"You Have To Write Every Day"

(NOTE: Based on time elapsed since the posting of this entry, the BS-o-meter calculates this is 8.442% likely to be something that Ferrett now regrets.)

That’s the most critical piece of writing advice, amiright?  Write every damn day.  If your mother died?  Write at the funeral.  Boyfriend dumped you?  Splash those tears on your keyboard, missy.  Lost both arms in a wrestling match with an alligator?  You can type with your toes!
Just write!  Write!  Write, until you uncork that best-seller from within!
But let’s get serious.  I do write pretty much every day, and I attribute that dedication to the success I’ve had as a fiction writer.  Neil Gaiman once famously told me, “Ferrett, you just need to write,” and after blowing through fifty wretched stories I started to get to some decent ones.

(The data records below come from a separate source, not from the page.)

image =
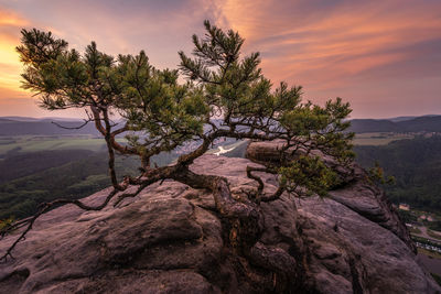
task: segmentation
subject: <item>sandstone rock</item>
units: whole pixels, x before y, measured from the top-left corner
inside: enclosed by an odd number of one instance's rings
[[[191,168],[226,176],[234,196],[246,197],[257,187],[247,165],[256,164],[204,155]],[[276,189],[273,175],[261,176]],[[356,175],[348,183],[325,199],[262,203],[263,231],[248,255],[225,242],[213,196],[176,182],[101,211],[66,205],[42,216],[15,259],[0,264],[1,293],[440,293],[383,194]]]

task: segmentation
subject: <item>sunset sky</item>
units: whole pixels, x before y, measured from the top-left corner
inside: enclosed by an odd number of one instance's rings
[[[275,83],[302,85],[322,104],[342,97],[353,118],[441,115],[441,0],[0,0],[0,116],[47,112],[20,89],[22,28],[50,30],[83,50],[146,50],[159,68],[191,52],[203,20],[234,29],[259,51]]]

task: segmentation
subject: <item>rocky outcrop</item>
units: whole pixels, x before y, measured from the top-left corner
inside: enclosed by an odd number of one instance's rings
[[[248,155],[252,156],[251,144]],[[262,148],[261,145],[259,148]],[[263,150],[270,152],[271,145]],[[255,152],[257,154],[257,152]],[[261,155],[261,154],[260,154]],[[260,156],[259,155],[259,156]],[[228,178],[235,198],[257,183],[246,159],[204,155],[192,171]],[[266,192],[273,175],[260,174]],[[168,181],[118,207],[63,206],[42,216],[14,260],[0,264],[2,293],[440,293],[408,232],[358,174],[327,198],[260,205],[262,231],[247,254],[225,240],[213,195]],[[99,204],[108,190],[86,199]],[[0,251],[17,236],[6,237]]]

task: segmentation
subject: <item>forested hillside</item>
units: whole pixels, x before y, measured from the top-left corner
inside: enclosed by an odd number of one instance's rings
[[[364,167],[377,161],[396,185],[385,186],[394,203],[432,211],[441,209],[441,135],[417,137],[387,145],[355,146],[357,162]]]

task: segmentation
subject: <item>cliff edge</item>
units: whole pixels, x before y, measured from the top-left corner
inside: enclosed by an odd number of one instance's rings
[[[277,143],[247,156],[271,160]],[[329,164],[335,164],[327,159]],[[228,178],[237,198],[256,189],[247,159],[204,155],[191,170]],[[337,168],[338,170],[338,168]],[[249,254],[225,242],[213,195],[165,181],[116,208],[72,205],[39,218],[0,264],[2,293],[441,293],[418,263],[409,233],[365,172],[340,168],[326,198],[283,194],[261,203],[262,232]],[[259,174],[266,189],[277,179]],[[85,199],[100,204],[108,190]],[[0,242],[3,252],[17,235]]]

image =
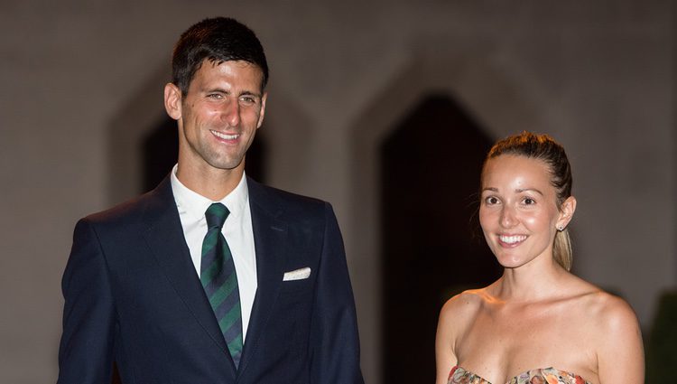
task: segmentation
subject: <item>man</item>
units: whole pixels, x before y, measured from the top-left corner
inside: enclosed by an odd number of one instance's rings
[[[179,160],[153,192],[79,220],[59,383],[362,383],[342,239],[323,201],[245,176],[268,67],[246,26],[186,31],[164,89]]]

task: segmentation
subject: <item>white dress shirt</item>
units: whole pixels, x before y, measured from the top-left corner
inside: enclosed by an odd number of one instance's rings
[[[256,256],[254,248],[254,230],[252,229],[252,212],[249,208],[249,191],[246,187],[246,177],[220,201],[211,200],[188,189],[176,177],[177,165],[172,170],[172,192],[174,194],[179,219],[183,227],[183,236],[190,250],[195,271],[199,276],[202,261],[202,240],[207,234],[205,211],[214,202],[220,202],[230,211],[226,219],[221,233],[228,243],[233,254],[235,270],[237,273],[237,286],[240,290],[240,305],[242,307],[242,341],[246,336],[252,305],[256,294]]]

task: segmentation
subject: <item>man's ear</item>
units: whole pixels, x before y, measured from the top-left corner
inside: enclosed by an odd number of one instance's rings
[[[258,115],[258,123],[256,123],[256,129],[261,127],[264,124],[264,116],[265,115],[265,100],[268,98],[268,92],[264,92],[261,97],[261,112]]]
[[[576,198],[569,196],[560,207],[560,220],[557,220],[557,228],[567,228],[576,211]]]
[[[174,120],[181,117],[181,91],[172,83],[164,86],[164,109]]]

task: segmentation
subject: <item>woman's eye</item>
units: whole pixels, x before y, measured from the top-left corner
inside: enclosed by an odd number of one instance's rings
[[[489,196],[487,199],[485,199],[485,201],[487,201],[487,203],[489,204],[489,205],[493,205],[493,204],[497,204],[498,203],[498,199],[496,199],[494,196]]]
[[[525,197],[524,200],[524,202],[526,205],[532,205],[532,204],[535,204],[536,201],[533,200],[533,199],[532,199],[531,197]]]

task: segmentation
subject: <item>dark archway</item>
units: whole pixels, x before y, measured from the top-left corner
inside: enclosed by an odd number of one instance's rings
[[[142,192],[150,191],[162,181],[176,164],[179,155],[179,135],[176,121],[163,119],[144,138],[142,145]],[[260,134],[246,153],[246,172],[257,182],[265,183],[265,138]]]
[[[433,382],[442,304],[501,270],[476,220],[491,145],[448,96],[431,95],[383,142],[384,382]]]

I treat my writing career as if my boss were Ebeneezer Scrooge; I show up every day, no vacations, and toil well past the time I’d scheduled.
That’s what works for me, but every writer uses a different method to harness the muse.  Some people must plot in advance; I have to make it up with each sentence.  My friend Kat has to write it all down in longhand; I need a keyboard.  I have to revise a story five times minimum before it’s ready for publication, whereas redrafting for others is like shoveling ashes on top of a burning fire, damping all the energy of that first burst of creativity.
Some people, no, they can’t write every day.  They need to take a week off from fiction to refresh their creativity, wandering and dreaming before returning to the Land Of Difficult Words, and there’s nothing wrong with that. They’re not slackers; this is part of their creative process, and they know this is how they make their best work.
Still, the reason this “Write every day” schtick is so schticky is because every professional writer I know has one talent in common: they write when they don’t really want to.  Because as a writer, while it feels better to write while inspired, most of us soon discover that there’s not much of a difference in terms of what you actually create.  Some of my best writing has come from days where I felt like I was trudging through broken glass, and some of my worst writing has flown effortlessly from my fingertips to land on the page like fresh cat droppings.  For most – not all, but most – what we create has little to do with how we feel about it while creating it.  So most of us learn not to wait for inspiration, but rather to squeeze it out of ourselves like toothpaste from a wrung tube.
You may not write every day, but the world is busy and does not care if you’re a writer.  If you do not make time for the act of creation, then laundry and children and lovers and work will swallow your ambitions whole.  So you need to create time. The more often, the better. Because the number-one enemy that eats talented writers for breakfast, devouring millions of words of beautiful prose that we’ll never get to see, is Real Life.
…And yes, revising stories and critiquing stories all counts for this time.  If you’re thoroughly analyzing fiction, this counts.  You’ve set your brain to work on the big question, which is “How can I make this better?”
Which is the other problem with the “write every day” thinking: it assumes that merely writing is enough.  I know people who churn out 10,000 words every day, and they’re just as terrible when they began.  It’s not enough to just vomit words onto the screen – it has to be a focused writing, thinking about the details, bolstering your strengths, asking, “How can I do this better?” If you’re endlessly enamored of your own work, convinced it’s beautiful and not a word could be improved, you’re not writing, you’re masturbating.  And there is absolutely nothing wrong with masturbation, but it’s not improving anything except your ability to pleasure yourself.
When you sit down to write, do so in a focused manner.  Think, “How am I going to make this the best story in the damn world?”  You probably won’t, but asking the question and analyzing will lead you to better and better techniques.  And one day – even if that’s a day you did not necessarily write – you’ll find that you’ve become the sort of writer you’d hoped to be.
Good luck.

3 Comments

  1. alexander
    Oct 9, 2012

    ::golfclap:: This. Very much this, thank you. I think I shall show this to a few friends.

  2. Shauna Roberts
    Oct 9, 2012

    YES! Excellent post, Ferrett. I’ve seen the advice to write every day so many times, but you have articulated the reasons why that advice is wrong (except perhaps for hermits living off the grid) excellently.

  3. James Everington
    Oct 9, 2012

    Too right. Whilst you obviously have to write a lot, the idea that everyone’s imagination works in the same way is trite and, well, unimaginative.